We begin by giving some intuition about mixture models. Consider an unobserved (or latent) discrete random variable taking $k$ states $s$ with probabilities $\text{Pr}(s=i)=\pi_i$ for $1\leq i \leq k$, and $k$ random variables $x_i|s_i$ with arbritary densities or distributions, which are *conditionally independent* of each other given the state of $s$. In the finite mixture model, we model the probability or density for a single point $x$ begin generated by the weighted mixture of the $x_i|s_i$

which is simply the marginalisation over the latent variable $s$. Note that $\sum_{i=1}^k\pi_i=1$.

For example, for the Gaussian mixture model (GMM), we get (adding a collection of parameters $\theta:=\{\boldsymbol{\mu}_i, \Sigma_i\}_{i=1}^k$ that contains $k$ mean and covariance parameters of single Gaussian distributions)

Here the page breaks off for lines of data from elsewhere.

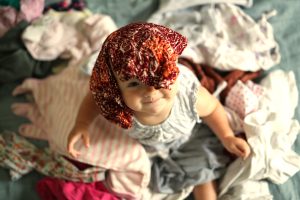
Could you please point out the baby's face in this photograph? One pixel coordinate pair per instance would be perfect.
(146, 100)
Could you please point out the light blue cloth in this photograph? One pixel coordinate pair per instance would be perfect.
(183, 151)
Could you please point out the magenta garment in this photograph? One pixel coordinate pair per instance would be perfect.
(144, 51)
(58, 189)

$$ p(x|\theta)=\sum_{i=1}^k \pi_i \mathcal{N}(\boldsymbol{\mu}_i,\Sigma_i) $$Note that *any* set of probability distributions on the same domain can be combined to such a mixture model. Note again that $s$ is an unobserved discrete random variable, i.e. we model data being generated from some weighted combination of baseline distributions. Interesting problems now are

- Learning the weights $\text{Pr}(s=i)=\pi_i$ from data
- Learning the parameters $\theta$ from data for a fixed family of $x_i|s_i$, for example for the GMM
- Using the learned model (which is a density estimate) for clustering or classification

All of these problems are in the context of *unsupervised learning* since the algorithm only sees the plain data and no information on its structure.

Expectation Maximisation (EM) is a powerful method to learn any form of latent models and can be applied to the Gaussian mixture model case. Standard methods such as Maximum Likelihood are not straightforward for latent models in general, while EM can almost always be applied. However, it might converge to local optima and does not guarantee globally optimal solutions (this can be dealt with with some tricks as we will see later). While the general idea in EM stays the same for all models it can be used on, the individual steps depend on the particular model that is being used.

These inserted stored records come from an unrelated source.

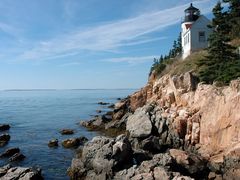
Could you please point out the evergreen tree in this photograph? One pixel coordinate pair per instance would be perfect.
(216, 66)
(179, 44)
(234, 17)
(161, 58)
(175, 48)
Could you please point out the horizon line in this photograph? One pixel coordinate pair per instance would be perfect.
(72, 89)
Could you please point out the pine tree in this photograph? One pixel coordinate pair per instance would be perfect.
(234, 17)
(161, 58)
(220, 59)
(179, 44)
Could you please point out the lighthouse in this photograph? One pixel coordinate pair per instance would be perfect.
(194, 31)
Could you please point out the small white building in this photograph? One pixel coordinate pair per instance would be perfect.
(194, 31)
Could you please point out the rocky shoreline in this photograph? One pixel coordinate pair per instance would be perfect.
(8, 172)
(160, 130)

The basic idea in EM is to maximise a lower bound, typically called the *free energy*, on the log-likelihood of the model. It does so by repeatedly performing two steps

- The E-step optimises the free energy with respect to the latent variables $s_i$, holding the parameters $\theta$ fixed. This is done via setting the distribution over $s$ to the posterior given the used observations.
- The M-step optimises the free energy with respect to the paramters $\theta$, holding the distribution over the $s_i$ fixed. This is done via maximum likelihood.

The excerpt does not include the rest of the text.